Eventos, um
fenômeno ecológico
Nenhum
fenômeno surge isoladamente. Ele sempre é resultante de vários
fatores e circunstâncias presentes num determinado ambiente ou
universo. Eles precisam ser considerados em conjunto para terem
consistência quando tratados isoladamente, como unidade de
negócios. Seria como falar da vida animal sem se referir ao
eco-sistema do qual ele depende.
Assim
também, são os eventos. Eles surgem dentro de um eco-sistema
próprio em que se movimentam milhões de pessoas precisando de
serviços, objetos, produtos que giram entorno dos eventos.
Precisam movimentar indústrias e serviços às quais pertencem.
Movimentam a economia como compradores, vendedores, como
assistentes ou atuantes.
Os eventos
acontecem num destino (cidade), que para efeito de raciocínio, é o
eco-sistema que abriga eventos e os diversos públicos alvos.
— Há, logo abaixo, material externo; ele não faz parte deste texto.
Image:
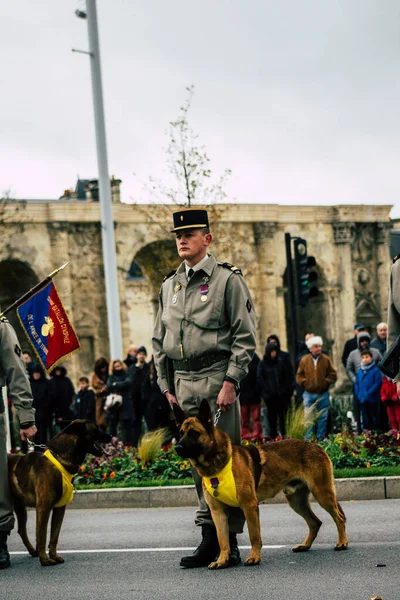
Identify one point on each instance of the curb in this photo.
(362, 488)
Portanto é irracional desvincular os participantes de um evento do
resto da comunidade que os recebe.
Parece mesa
de mixagem
O evento
parece uma mesa de mixagem em estúdio de gravação.
Visitantes e
expositores, produtos e serviços, entram num pavilhão e passam
pela mixagem de públicos compradores e vendedores. Saem, do outro
lado, novos negócios, novos mercados conquistados.
No meio, na
mesa de mixagem, um mundo de serviços prestados e produtos
utilizados para organizar, montar e administrar, a feira, o
congresso, o seminário, a rodada de negócios.
Toda a
arquitetura operacional e promocional de um evento mexe com vários
públicos, alvos de muitas indústrias, de muitos prestadores de
serviços.
Isso é um
Evento. Imagine 10.000 eventos. Estaríamos falando em milhões de
pessoas envolvidas com o eco-sistema desses eventos.
O objetivo
aqui é lembrar que todo esse universo oferece oportunidades
comerciais, promocionais, institucionais relacionados com quase
todos os setores sócio-econômicos que estruturam a vida das
comunidades. Em outras palavras, os eventos movimentam setores
econômicos, que isoladamente são tratados por inúmeras
instituições, associações, empreendimentos, procurando cada qual,
conquistar seu caminho em mercados específicos, compatíveis com a
natureza de um negócio ou indústria.
“Significa
que os canais, da mesa de mixagem, devem ser explorados por
aqueles que querem conversar com o púbico específico de seu setor
de produção ou de serviços.”.
Este texto
foi produzido nos anos 90 por Sylvia Mangabeira, falecida em 2006,
que representou e representará para o setor dos “Eventos”, um
ícone entre os pioneiros brasileiros. A ela, as nossas homenagens,
carinho e muita saudade profissional e pessoal.